Senior English major Clayton Grant said Georgia Southern University’s creative writing community is like a second family. A regular at Burning Swamp—the Writing and Linguistics Department’s open mic reading series at Eagle Creek Brewing Company—Grant said he’s proud of the work his writer friends do.
“Burning Swamp is probably my favorite thing to do with my writing community of people. Because nobody is afraid,” Grant said. “I mean, people are afraid, obviously, but it’s more like nerves. It’s not like they’re afraid to share a certain piece.”
But until last semester, Grant only wrote as a hobby. He said his former roommate convinced him his creative writing was worth pursuing in earnest.

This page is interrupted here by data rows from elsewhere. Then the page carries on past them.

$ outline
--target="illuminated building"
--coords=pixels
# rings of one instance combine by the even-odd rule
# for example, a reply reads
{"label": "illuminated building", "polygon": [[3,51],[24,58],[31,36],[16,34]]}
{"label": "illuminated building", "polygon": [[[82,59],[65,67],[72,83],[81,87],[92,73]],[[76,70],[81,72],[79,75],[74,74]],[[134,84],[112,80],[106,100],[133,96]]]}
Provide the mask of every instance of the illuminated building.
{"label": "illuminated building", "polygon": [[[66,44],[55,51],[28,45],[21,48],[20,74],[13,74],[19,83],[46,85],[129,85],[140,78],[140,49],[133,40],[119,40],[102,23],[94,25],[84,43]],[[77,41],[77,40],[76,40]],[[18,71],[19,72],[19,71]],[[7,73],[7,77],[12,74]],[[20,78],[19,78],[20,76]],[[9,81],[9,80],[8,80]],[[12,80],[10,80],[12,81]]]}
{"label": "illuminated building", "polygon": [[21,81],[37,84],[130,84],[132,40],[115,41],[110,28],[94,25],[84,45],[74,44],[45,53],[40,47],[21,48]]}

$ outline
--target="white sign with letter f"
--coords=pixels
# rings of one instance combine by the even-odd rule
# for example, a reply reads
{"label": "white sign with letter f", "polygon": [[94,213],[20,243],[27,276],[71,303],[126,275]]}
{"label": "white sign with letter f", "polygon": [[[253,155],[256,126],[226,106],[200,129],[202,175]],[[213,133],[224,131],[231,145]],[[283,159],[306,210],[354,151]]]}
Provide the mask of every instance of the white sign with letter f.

Creative nonfiction and screenplays are Grant’s main genres. For Grant, creative nonfiction offers a way to write about mental health from his own perspective.
“In writing about mental health, I don’t want people to feel like they’re alone. That’s why I do it. It’s not because I want people to empathize with me,” Grant said.
Grant only writes about his own experiences with mental health. He explained that he wants to write about mental health issues with accuracy, and he wouldn’t want to get someone else’s experience wrong.
Growing up, Grant loved fantasy. He started writing stories in elementary school, and he liked reading the “Magic Tree House” and “Harry Potter” series.
“I love the idea of creating something new,” Grant said. “And I couldn’t sing. I didn’t have a good singing voice. So writing was it. That was it for me. I just loved it.”
Grant isn’t a fantasy fan anymore. He prefers creative nonfiction and comic books. Lately, he’s been reading a lot of GS professor Christina Olson’s writing.
After he graduates from GS, Grant wants to take a year off to go back home to Hinesville and work at the local library. He plans to save enough money to attend graduate school.